Somebody else looking in  # Preceptron – A simple binary classifier

## What is a preceptron?

Suppose we have a linearly separable two-category dataset with an input space \mathcal{X}\subseteq\mathbb{R}^n and a output space \mathcal{Y}=\{+1,-1\}, preceptron tries to find a hyper-plane that can completely seperate these two class (-1 and 1). Here is a intutive plot of it: The hyper-plane cuts the dataset into two parts with the values of -1 and 1, that white vacancy is the imagined hyper-plane.

## The Model

As we give the input and the output space above, the function for that reflection is:

f(x)=\mathrm{sign}(w\cdot x+b)

Here the \cdot stand for inner product of two vector, w for weight vector and b for bias.
Plus, the \mathrm{sign} here is the sign function:

\begin{cases}
&amp;  +1,x\ge 0 \\
&amp;  -1,x&lt; 0
\end{cases}

For a given dataset T where T=\{(x_1,y_1),(x_2,y_2),...,(x_N,y_N)\}, preceptron model is to get the w,b that satisfy the classfication requires. Then using the model to forecast any given data is avaliable.

## The Strategy

### Linear Separability

For a given dataset

T=\{(x_1,y_1),...(x_N,y_N)\}

If it exists a hyper-plane that can completely divide dataset into positive and negative subsets, in which for all
i\space\text{that}\space y_i=+1\space\text{s.t.}\space w\cdot x_i+b>0, we consider this a linearly separable data set, and vice versa.

### The Loss Function

#### Distance

For a random point x_0 in the input space \mathbb{R}^n, we have the distance to the given hyper-plane S is

\frac{1}{||w||}|w\cdot x_0+b|

For misclassified data, -y_i(w\cdot x_i+b)>0, so the distance to the hyper-plane is

\frac{1}{||w||}y_i(w\cdot x_i+b)

Let M be the set contains all the misclassified data, the total distance would be

\displaystyle -\frac{1}{||w||}\sum_{x_i\in M}y_i(w\cdot x_i+b)

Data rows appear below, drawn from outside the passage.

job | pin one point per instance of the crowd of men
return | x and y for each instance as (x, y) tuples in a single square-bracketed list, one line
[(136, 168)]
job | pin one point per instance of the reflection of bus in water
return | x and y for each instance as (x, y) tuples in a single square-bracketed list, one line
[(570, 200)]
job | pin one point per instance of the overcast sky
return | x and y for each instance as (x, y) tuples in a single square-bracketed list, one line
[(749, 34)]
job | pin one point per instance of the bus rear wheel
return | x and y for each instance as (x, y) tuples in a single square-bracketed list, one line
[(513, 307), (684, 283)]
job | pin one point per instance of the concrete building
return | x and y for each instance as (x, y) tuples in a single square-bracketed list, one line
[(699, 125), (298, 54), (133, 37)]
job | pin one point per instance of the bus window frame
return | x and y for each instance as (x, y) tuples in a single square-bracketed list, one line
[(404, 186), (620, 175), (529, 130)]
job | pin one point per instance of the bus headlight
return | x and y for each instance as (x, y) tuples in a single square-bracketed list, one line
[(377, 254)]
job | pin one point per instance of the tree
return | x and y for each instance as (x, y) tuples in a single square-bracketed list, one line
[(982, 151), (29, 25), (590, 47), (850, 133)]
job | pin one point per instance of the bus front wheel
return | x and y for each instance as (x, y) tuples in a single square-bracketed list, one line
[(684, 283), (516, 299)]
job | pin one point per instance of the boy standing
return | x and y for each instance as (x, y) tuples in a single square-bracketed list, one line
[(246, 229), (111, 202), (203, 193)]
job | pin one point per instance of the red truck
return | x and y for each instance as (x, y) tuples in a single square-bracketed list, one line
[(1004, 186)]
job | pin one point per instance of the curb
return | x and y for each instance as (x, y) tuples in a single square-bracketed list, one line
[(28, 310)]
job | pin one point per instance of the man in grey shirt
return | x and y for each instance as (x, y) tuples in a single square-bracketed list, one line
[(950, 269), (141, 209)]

Dismiss \frac{1}{||w||}, we have the loss function

\displaystyle L(w,b)=-\sum_{x_i\in M}y_i(w\cdot x_i+b)

## The Algoritm

The algoritm of preceptron is a optimization-algoritm, which is, calculating the parameters w,b by minimizing the loss function

\displaystyle \min_{w,b}L(w,b)=-\sum_{x_i\in M}y_i(w\cdot x_i+b)

Here we use stochastic gradient descent to find the minimum of the loss function

\displaystyle \nabla_wL(w,b)=-\sum_{x_i\in M}y_ix_i\\
\nabla_wL(w,b)=-\sum_{x_i\in M}y_i

In this case the update of w and b would be

w\leftarrow w+\eta y_ix_i\\
b\leftarrow b+\eta y_i

Where \eta(0<\eta\leq1) is the stepsize (some would like to say learning rate).

## The Dual Problem

In the primary problem, when the procedure stops, the final w,b will be

\displaystyle w=\sum^{N}_{i=1}\alpha_i y_i x_i\\
\displaystyle b= \sum^{N}_{i=1}\alpha_i y_i

So we can conclude a model like

\displaystyle f(x)=\mathrm{sign}(\sum_{j=1}^N \alpha_iy_jx_j\cdot x+b)\\
\mathrm{where}\quad \alpha = (\alpha_1,\alpha_2,...,\alpha_N)^T

And the condition would be like

\displaystyle y_i(\sum^N_{j=1}\alpha_jy_jx_j\cdot x_i+b)\leq 0

We only need the inner product of each data, and store them in a matrix call the Gram.

G=[x_i\cdot x_j]_{N\times N}